Opinion
No. 2009-09895.
March 22, 2011.
In an action for a divorce and ancillary relief, the defendant appeals, as limited by his brief, from stated portions of a judgment of the Supreme Court, Nassau County (Diamond, J.), entered September 8, 2009, which, upon a decision of the same court dated December 22, 2008, made after a nonjury trial, inter alia, adjudicated him in contempt of court, distributed the marital property, and awarded the plaintiff maintenance and counsel fees. The notice of appeal from the decision is deemed a notice of appeal from the judgment ( see CPLR 5512 [a]).
Carway and Flipse, Mineola, N.Y. (Adrienne Flipse Hausch of counsel), for appellant.
Howard M. Sklar, Carle Place, N.Y., for respondent.
Before: Skelos, J.P., Balkin, Austin and Sgroi, JJ.
Ordered that the judgment is modified, on the law, by deleting the provision thereof directing the defendant to transfer title to certain commercial property to the plaintiff; as so modified, the judgment is affirmed insofar as appealed from, with costs to the plaintiff, and the matter is remitted to the Supreme Court, Nassau County, for the entry of an appropriate amended judgment in accordance herewith.

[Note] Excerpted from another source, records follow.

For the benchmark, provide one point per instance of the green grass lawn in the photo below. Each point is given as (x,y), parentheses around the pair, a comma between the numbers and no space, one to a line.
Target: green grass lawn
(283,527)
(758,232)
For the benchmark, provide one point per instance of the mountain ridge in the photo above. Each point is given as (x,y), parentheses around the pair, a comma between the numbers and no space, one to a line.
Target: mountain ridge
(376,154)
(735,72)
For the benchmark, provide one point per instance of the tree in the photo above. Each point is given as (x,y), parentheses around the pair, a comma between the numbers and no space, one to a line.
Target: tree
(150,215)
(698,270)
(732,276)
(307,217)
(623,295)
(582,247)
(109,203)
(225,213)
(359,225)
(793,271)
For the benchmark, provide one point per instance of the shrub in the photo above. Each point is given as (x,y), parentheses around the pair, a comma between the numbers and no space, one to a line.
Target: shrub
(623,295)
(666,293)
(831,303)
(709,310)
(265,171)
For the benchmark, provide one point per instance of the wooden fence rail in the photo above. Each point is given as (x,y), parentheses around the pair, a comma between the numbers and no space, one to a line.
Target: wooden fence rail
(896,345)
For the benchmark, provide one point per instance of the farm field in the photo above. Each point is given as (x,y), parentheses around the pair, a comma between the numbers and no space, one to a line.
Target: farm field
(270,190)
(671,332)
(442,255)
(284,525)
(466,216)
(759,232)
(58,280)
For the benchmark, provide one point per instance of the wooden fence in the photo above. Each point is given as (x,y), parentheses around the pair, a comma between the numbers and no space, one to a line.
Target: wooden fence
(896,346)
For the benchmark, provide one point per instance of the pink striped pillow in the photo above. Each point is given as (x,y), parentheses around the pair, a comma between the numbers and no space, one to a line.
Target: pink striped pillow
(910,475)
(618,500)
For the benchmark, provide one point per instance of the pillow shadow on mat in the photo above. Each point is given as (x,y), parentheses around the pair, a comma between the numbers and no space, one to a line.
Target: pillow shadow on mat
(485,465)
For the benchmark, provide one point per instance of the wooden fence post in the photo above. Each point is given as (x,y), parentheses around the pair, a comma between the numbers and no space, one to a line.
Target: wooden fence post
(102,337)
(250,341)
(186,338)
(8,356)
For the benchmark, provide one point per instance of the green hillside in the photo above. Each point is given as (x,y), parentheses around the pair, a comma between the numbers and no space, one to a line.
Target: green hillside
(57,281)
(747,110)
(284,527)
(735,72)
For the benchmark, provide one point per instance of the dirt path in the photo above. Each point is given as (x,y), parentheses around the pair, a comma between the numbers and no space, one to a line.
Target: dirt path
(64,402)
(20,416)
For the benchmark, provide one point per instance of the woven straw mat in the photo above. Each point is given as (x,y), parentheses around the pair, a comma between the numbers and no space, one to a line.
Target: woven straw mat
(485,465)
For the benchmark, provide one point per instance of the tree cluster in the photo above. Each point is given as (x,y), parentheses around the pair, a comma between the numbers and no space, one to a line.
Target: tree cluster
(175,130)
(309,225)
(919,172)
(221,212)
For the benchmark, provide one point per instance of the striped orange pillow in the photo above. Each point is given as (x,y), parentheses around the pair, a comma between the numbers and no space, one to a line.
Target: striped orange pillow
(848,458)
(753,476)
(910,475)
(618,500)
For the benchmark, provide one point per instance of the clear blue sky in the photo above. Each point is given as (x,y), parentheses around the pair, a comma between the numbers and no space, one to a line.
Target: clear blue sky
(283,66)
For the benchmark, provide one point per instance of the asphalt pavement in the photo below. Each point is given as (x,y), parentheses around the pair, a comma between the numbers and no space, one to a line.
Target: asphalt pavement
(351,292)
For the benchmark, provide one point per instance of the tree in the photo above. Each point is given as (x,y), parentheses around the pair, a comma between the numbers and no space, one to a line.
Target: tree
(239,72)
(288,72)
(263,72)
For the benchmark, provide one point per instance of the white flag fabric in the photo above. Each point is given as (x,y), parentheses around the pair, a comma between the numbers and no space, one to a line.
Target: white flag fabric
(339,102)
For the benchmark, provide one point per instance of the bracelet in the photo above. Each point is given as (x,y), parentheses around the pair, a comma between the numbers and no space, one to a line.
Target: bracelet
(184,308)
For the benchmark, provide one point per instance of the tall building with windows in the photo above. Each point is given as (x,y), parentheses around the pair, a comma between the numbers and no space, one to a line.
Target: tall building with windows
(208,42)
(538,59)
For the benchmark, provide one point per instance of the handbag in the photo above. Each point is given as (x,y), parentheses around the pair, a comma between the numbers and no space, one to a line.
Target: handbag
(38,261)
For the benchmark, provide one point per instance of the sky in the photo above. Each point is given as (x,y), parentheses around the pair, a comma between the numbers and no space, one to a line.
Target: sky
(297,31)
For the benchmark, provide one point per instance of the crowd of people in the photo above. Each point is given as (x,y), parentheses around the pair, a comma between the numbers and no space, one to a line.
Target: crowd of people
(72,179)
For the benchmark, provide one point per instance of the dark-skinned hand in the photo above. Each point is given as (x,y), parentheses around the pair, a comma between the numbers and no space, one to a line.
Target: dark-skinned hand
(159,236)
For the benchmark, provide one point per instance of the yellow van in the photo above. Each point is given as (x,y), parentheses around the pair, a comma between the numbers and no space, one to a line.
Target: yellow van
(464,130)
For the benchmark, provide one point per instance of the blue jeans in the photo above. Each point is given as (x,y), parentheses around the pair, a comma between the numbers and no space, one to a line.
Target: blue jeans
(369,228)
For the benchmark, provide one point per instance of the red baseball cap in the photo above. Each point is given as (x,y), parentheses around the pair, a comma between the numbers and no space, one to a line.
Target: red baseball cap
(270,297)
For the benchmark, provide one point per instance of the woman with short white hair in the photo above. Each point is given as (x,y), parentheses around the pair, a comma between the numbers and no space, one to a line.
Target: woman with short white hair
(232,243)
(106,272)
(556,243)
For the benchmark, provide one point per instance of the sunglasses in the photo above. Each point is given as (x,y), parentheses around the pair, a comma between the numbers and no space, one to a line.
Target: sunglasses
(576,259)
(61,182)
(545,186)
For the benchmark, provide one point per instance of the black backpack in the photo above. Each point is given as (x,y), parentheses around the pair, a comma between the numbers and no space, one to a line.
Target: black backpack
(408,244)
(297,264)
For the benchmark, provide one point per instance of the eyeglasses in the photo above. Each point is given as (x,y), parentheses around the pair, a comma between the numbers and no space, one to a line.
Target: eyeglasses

In order to sustain a finding of civil contempt under Judiciary Law § 753 based on a violation of a court order, it is necessary to establish by clear and convincing evidence that a lawful court order clearly expressing an unequivocal mandate was in effect, that the person alleged to have violated the order had actual knowledge of its terms, and that the violation has defeated, impaired, impeded, or prejudiced the rights of a party ( see Schwartz v Schwartz, 79 AD3d 1006, 1009; Dankner v Steefel, 41 AD3d 526, 527-528; Hinkson v Daughtry Hinkson, 31 AD3d 608). Here, the evidence was sufficient to establish that the defendant knowingly disobeyed the Supreme Court's order directing him to pay an expert to ascertain the value of his business and also failed to comply with the pendente lite support order. Consequently, the Supreme Court properly adjudicated the defendant in contempt of court.
A court is not required to rely upon a party's account of his or her finances in determining that party's income ( see DeSouza-Brown v Brown, 71 AD3d 946, 947). Under the circumstances here, the Supreme Court properly imputed the sum of only $15,000 in annual income to the plaintiff and the sum of $100,000 in annual income to the defendant ( see Khaimova v Mosheyev, 57 AD3d 737, 737-738; Matter of Thompson v Perez, 42 AD3d 503, 504).
The Supreme Court did not improvidently exercise its discretion in rejecting the defendant's claim that he should have been credited for overpayments of child support ( see Johnson v Chapin, 12 NY3d 461, 466). Further, the Supreme Court's determination regarding arrears, equitable distribution, child support, and maintenance rested largely on its credibility assessments, and it was in the best position to gauge the credibility of the parties. Consequently, we afford its credibility determinations great deference on appeal ( see Fugazy v Fugazy, 44 AD3d 613, 615). Under the circumstances here, we decline to disturb the Supreme Court's determinations with respect to these contested issues ( id.; see Peritore v Peritore, 66 AD3d 750, 753).
The Supreme Court did not err in directing the defendant to contribute his pro rata share of the expenses related to the religious schooling of the children ( see Chan v Chan, 267 AD2d 413, 414). In addition, the counsel fee award to the plaintiff was not improper ( see Johnson v Chapin, 12 NY3d at 467).
We agree with the defendant's remaining contention that the Supreme Court erred in directing him to transfer title to certain commercial real property to the plaintiff. The commercial property at issue was owned by a corporation over which the Supreme Court lacked jurisdiction. We note that the Supreme Court has since issued an order dated April 29, 2010, in which it corrected its decision on two issues. Accordingly, we remit the matter to the Supreme Court, Nassau County, for the entry of an appropriate amended judgment.
The plaintiffs contentions regarding the order dated April 29, 2010, are not properly before us on this appeal. Moreover, since the plaintiff has not taken a cross appeal from the judgment, we have not considered her contention that the defendant was improperly given a credit for money he allegedly used for the downpayment on the marital residence.